Tapi dengan tiba-tiba Cina membuat garis imaginer 9 dash line tersebut dengan dalih bahwa hal itu merupakan historis karena dahulu kala nelayan-nelayan China mencari ikan sampai ke wilayah 9 dash line itu.
“Ketika dulu eks Menlu RI Ali Alatas bertanya kepada wakil China apa dasarnya membuat 9 dash line, wakil China tidak bisa menjawab. Hanya China menyebut bahwa Indonesia tak perlu khawatir karena China mengakui kedaulatan Natuna,” ujar Prof. Hikmahanto saat menjadi salah satu narasumber dalam Diskusi Publik dengan tema “Hubungan Politik dan Ekonomi Indonesia-China” yang digelar Universitas Paramadina, aru-baru ini.
Padahal kata dia, Indonesia selama ini tidak menganggap 9 dash line itu ada, maka dari itu wilayah kedaulatan Indonesia di Laut Natuna Utara tidak bisa diganggu gugat oleh China.
“Dalam konteks Zona Ekonomi Eksklusif (ZEE), yang kita akui sebagai hak kita bukan wilayahnya, tapi adalah sumber daya alamnya. Tapi kalau di bawah laut landas kontinennya (minyak dan gas),”ungkapnya.
Menurut dia, China, setiap kali ada pemerintahan baru di Indonesia selalu mencoba memprovokasi untuk menguasai 9 dash line di wilayah Indonesia. Di zaman Jokowi gagal (2016 & 2020), karena Jokowi bereaksi sampai membuat rapat di KRI Imam Bonjol. Dan kini kembali dilakukan di era Prabowo. China tetap ingin 9 dash line-nya diterima.
“Yang jadi masalah sekarang adalah Joint Statement Prabowo dengan Xi Jinping, meski itu bukan instrumen hukum, tapi itu mengindikasikan jangan-jangan (menurut China) Indonesia sudah mengakui 9 dash line,” ungkapnya.
Sementara, nilai investasi China sebesar Rp157 triliun yang dibawa oleh Prabowo menjadi pemanis tetapi tidak berkaitan dengan join statement.
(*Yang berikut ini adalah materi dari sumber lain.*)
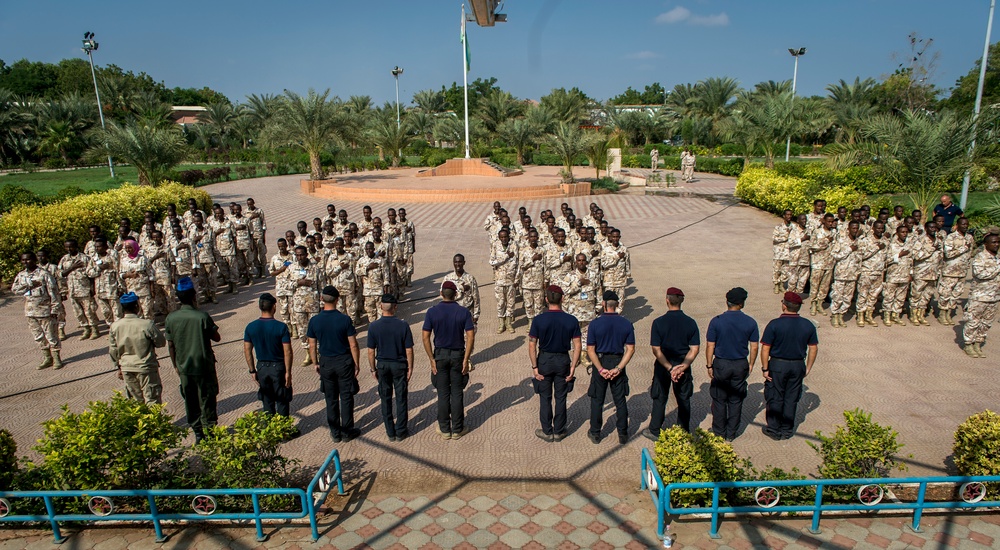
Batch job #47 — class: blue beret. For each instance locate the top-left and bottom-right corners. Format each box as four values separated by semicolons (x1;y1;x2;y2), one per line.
177;277;194;292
Untuk itu, kata ia, harus ada yang bertanggungjawab di Kemenlu RI ihwal siapa yang menyiapkan naskah joint statement. Meski naskah itu diduga disiapkan oleh China, tapi pihak Kemenlu seharusnya dapat mengingatkan Prabowo agar jangan terjebak.
“Harus ada yang mengundurkan diri karena ini menyangkut kedaulatan bangsa dan negara,” tegasnya.
Hikmahanto menilai, klaim bahwa ada overlapping di 9 dash line akan menjadi modal bagi China untuk menyatakan di dunia internasional bahwa Indonesia telah mengakui keberadaan 9 dash line, itu yang jadi masalah.
“Dan China 2 hari setelah joint statement telah melakukan klaim internasional. China paling alergi dengan kata-kata UNCLOS” ungkapnya.
Dengan joint statement itu, kata Hikmahanto, dikhawatirkan nelayan-nelayan China boleh saja mengambil ikan di wilayah 9 dash line yang dalam wilayah ZEE Indonesia, dengan fasilitas kapal China yang lengkap. Di antaranya ada fasilitas ada cold storage, selain itu dengan tonase kapal yang besar.
“Sementara nelayan kita mau ke wilayah china tidak akan mampu karena butuh bahan bakar yang lebih banyak. kapal nelayan kita juga banyak yang masih tradisional. tidak menutupi cost dibanding ikan yang didapat,” pungkasnya.